Captain's log. Stardate 7.5.2015

Captain's log. Stardate 7.5.2015. After having been taken over by an android, the Enterprise has been under way at warp seven for four days. Now we are entering orbit around a planet which has never been charted.
Today started off rocky since late last night I went into a full panic attack. So some meditation helped that but it still carried over to this morning. It was not so bad but just had a crazy nervous feeling. Still got it under control for the rest of the day to go smooth. Go figure I was just having some horrible gas lol. Yeah we all laugh about the basement plumbing, but honestly if you haven't gone through this chemo you will never know the hell of what it does to you. So all my people with anxiety, you all know the drill. OMG I am having a heart attack and actually you have gas. It's an all time favorite. As the day progressed I felt better and was able to get things done that I needed to get done. My energy drained by 9 tonight so now I sit and relax. It almost feels like I paid for yesterdays feeling great with today's. That sucks to think that way but seams like that is how it worked out. I was not able to hit the gym since my anxiety spilled into this morning.
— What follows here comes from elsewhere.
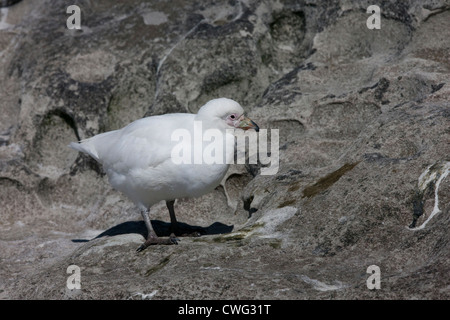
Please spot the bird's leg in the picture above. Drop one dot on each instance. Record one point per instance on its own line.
(174, 227)
(174, 230)
(152, 238)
Well I use "morning" loosely since I was up till 3 am dealing with anxiety so I was out of bed at 11 this afternoon.
I am set up for 2 more acupuncture treatments this week and I am very excited. It is really helping me with feeling better. Yesterday I just felt normal like nothing was going on. Those feeling are far and few so I hang on to them like gold. Tonight has been ok with a touch of crap feeling. Just the feeling of not wanting to do anything, Once your energy drains you just need to stop and sit down. I suppose all normal feelings to have during all this. I am no expert by far with all of this and I know that more is in store. It just feels like the energy drains so fast and its not something I am used to. The anxiety kinda sneaks up on me at that point because all of a sudden you feel like something is wrong with you. Even though it is just your body saying "hey time to sit down".  But again when you have this dam anxiety, that's not how it works.
Going into the next week I am sure hoping that I feel up to going to the gym. I really hate the fact that I can't go as much as I want. How crazy does that sound lol. I would never have said that over 2 years ago. I love being in the gym it's like a drug. Being out of the gym for days at a time just sucks. So this week I really hope I can get into the gym for at least an hour and get a decent workout. Not only will I feel better but I think it will be good for my sanity at this point. That is something I did every day that was taken from me.  Not very happy about that but it is what it is.
Well that is it for today Nothing crazy just bad anxiety that messed with my late night early morning. other than that another day in the bag. Time for me to zone out.